Salt Lake Community College is sewn into the fabric of the city, with 10 locations across the Wasatch front, and an 11th on the way.
The Westpointe Workforce Training & Education Center will open next week for the Fall 2018 semester. SLCC’s newest learning facility is nestled in the industrial corner of Salt Lake City. The building gets its name from the nearby Westpointe community. Some of SLCC’s partners like L3 Technologies and Boeing are neighbors to the Westpointe Center.
13 programs will be offered at the new campus. Subjects include composites technology, diesel systems technology, engineering design and drafting, industrial automation, manual machinist, plastics technology, professional truck driving, solar and welding.
Rick Bouillon, Associate Vice President for Workforce and Economic Development, explains that the Westpointe campus is a state-of-the-art center with the latest technology, some of which was provided to the school by some of the industrial leaders surrounding the campus.
Bouillon says SLCC looked at other colleges around the country who have similar technical education buildings, but also reached out to local program advisory members to help design a campus that would serve the all the students’ needs, and create a learning foundation in the industrial area of the city.
“We were able to get direct input from industry (members) to say ‘here’s what this particular lab needs to look like,’” says Bouillon, “Our architect groups, AJC out of Salt Lake, and SRG out of Seattle; they’ve built several of these types of facilities around the world.
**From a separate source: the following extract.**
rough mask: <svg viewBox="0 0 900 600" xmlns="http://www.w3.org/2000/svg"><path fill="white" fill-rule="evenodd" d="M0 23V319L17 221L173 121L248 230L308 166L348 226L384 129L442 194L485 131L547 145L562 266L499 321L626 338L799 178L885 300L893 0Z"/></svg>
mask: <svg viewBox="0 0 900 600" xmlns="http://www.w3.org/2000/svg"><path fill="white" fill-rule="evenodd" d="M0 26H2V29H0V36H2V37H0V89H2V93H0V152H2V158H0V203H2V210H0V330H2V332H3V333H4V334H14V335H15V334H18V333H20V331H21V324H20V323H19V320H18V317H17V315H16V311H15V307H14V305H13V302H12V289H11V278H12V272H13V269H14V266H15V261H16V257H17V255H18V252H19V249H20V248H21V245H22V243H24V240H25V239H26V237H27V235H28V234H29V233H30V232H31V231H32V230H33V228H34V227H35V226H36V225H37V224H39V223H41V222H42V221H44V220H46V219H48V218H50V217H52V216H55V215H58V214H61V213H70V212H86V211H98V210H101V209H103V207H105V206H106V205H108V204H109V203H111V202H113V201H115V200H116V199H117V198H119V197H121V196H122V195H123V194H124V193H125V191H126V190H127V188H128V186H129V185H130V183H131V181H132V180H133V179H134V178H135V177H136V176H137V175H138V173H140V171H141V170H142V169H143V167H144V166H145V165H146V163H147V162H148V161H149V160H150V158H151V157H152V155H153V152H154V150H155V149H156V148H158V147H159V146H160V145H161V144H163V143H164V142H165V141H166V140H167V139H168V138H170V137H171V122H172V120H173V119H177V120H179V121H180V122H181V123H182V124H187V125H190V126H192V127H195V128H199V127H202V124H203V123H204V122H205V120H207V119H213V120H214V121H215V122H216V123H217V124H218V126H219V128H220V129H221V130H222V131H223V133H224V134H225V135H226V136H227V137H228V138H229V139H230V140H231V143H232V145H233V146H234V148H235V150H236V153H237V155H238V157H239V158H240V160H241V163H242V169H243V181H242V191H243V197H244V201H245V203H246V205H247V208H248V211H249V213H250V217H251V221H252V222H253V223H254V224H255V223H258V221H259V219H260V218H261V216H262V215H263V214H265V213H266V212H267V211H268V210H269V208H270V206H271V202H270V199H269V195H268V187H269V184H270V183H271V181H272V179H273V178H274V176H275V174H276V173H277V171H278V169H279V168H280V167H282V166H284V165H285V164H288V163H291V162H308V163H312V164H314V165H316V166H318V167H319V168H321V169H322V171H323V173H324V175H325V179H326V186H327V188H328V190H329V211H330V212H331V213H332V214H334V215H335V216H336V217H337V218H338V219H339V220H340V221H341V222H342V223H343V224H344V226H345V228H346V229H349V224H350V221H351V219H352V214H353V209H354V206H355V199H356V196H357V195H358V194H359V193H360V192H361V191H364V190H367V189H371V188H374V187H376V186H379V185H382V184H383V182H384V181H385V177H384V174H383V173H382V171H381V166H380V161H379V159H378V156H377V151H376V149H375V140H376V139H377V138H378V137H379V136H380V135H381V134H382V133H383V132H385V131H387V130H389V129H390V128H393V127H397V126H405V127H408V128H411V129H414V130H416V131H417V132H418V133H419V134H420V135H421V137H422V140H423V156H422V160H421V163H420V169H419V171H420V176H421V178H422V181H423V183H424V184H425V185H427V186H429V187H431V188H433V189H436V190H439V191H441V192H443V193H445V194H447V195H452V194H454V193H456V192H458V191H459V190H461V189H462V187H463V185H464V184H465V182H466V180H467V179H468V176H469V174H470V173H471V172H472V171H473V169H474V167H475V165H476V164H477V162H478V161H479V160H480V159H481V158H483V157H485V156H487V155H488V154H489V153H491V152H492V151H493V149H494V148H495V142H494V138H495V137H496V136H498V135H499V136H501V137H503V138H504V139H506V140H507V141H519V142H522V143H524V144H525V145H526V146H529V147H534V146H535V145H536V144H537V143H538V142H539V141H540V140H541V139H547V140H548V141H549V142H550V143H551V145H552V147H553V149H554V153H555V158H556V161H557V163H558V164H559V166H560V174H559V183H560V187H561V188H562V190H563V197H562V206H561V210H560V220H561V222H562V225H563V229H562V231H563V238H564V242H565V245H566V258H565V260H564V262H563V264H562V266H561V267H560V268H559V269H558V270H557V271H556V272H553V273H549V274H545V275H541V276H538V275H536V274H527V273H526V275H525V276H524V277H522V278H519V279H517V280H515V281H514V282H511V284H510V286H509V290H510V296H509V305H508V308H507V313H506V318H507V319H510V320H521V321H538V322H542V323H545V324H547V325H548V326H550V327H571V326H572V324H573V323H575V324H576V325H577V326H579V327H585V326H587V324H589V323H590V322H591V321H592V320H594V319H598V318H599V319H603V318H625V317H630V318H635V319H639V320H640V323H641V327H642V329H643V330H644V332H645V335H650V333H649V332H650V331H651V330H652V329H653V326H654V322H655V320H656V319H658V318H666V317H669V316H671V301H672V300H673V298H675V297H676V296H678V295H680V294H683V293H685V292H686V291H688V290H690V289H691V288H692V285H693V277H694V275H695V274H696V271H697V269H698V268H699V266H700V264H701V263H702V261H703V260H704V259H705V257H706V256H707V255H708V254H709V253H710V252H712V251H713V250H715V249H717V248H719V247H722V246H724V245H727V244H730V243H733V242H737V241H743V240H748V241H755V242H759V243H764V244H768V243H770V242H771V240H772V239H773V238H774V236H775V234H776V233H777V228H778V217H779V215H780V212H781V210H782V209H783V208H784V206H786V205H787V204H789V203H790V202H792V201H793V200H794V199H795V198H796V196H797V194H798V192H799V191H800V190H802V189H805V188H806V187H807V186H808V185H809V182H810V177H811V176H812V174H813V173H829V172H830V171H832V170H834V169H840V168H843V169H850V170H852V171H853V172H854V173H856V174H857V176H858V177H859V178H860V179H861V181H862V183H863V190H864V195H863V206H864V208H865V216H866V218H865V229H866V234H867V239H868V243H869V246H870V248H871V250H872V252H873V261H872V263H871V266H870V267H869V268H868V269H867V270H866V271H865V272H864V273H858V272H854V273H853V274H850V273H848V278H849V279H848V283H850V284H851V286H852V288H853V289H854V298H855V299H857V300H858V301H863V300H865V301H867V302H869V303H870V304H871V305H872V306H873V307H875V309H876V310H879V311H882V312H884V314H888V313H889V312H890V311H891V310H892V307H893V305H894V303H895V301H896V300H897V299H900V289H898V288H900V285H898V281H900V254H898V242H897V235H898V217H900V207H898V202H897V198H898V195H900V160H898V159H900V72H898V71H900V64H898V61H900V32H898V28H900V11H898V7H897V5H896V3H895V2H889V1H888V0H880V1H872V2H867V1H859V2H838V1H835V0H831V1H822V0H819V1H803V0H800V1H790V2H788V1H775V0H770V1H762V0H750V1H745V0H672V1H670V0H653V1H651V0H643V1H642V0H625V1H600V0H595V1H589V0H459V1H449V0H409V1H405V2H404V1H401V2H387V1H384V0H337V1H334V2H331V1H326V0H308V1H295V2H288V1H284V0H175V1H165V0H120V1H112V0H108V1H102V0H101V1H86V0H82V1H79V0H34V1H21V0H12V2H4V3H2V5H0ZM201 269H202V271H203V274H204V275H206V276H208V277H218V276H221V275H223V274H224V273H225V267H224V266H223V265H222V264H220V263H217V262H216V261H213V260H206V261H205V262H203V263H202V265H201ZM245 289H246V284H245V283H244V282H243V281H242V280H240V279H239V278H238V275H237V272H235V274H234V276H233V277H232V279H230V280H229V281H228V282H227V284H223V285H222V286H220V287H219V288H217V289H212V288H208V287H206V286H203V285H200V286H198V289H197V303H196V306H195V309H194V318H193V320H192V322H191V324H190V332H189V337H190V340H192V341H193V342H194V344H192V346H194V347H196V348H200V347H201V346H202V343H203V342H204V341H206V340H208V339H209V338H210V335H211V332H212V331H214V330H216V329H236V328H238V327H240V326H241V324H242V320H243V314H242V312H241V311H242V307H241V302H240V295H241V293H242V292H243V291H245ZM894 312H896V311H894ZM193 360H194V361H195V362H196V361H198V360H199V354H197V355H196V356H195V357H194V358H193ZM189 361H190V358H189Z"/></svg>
We were able to incorporate some of the best concepts of what they’ve put into other facilities into this one.”
The campus had a lofty price tag of $46 million; luckily the bill was fronted by an appropriation from the 2016 Utah Legislature. Local industries also donated another $2 million to the campus on top of the technology already provided.
Both the Legislature and the community see the importance of investing into public education for future jobs in a growing commerce.
“If we take care of students, we take care of the community, which takes cares of industry,” says Bouillon. “We want to give our students the best opportunity in the highest technical environment that we can.”
Bouillon believes that students who will leave the campus with their degree or certification will find themselves in a technical industry that is seeing many jobs open up, with a large number of retirements from the Baby Boomers. Still, Bouillon isn’t seeing enough students take advantage of the growing job gaps left behind.
“We need to get the exposure into the high school level — the young adults, so that we can possibly help someone maybe working from the service sector and show them what a technical career can be all about,” says Bouillon. “There’s just tremendous opportunity. The end result is employment.”
The process to get the campus built started several years ago, when SLCC requested money from the state to construct a new building in a location central to industry in Salt Lake City. The building was originally named the Career and Technical Center before being renamed to reflect the community.
The design of the campus is unique in that students who are studying a particular subject will find all of the related fields and things needed to work in that space. For instance, if a student is taking Diesel Technician classes, all the diesel-related classes will be in the same spot on campus. The projected efficiency of students working in the related clustered areas is to simulate what a real-life work area is like.
Students who are interested in taking classes at the Westpointe Center won’t need any sort of prerequisite to get started on classes. Students can go in with minimal experience and work with the available cutting edge technology.
The Westpointe Center officially opens August 22, 2018.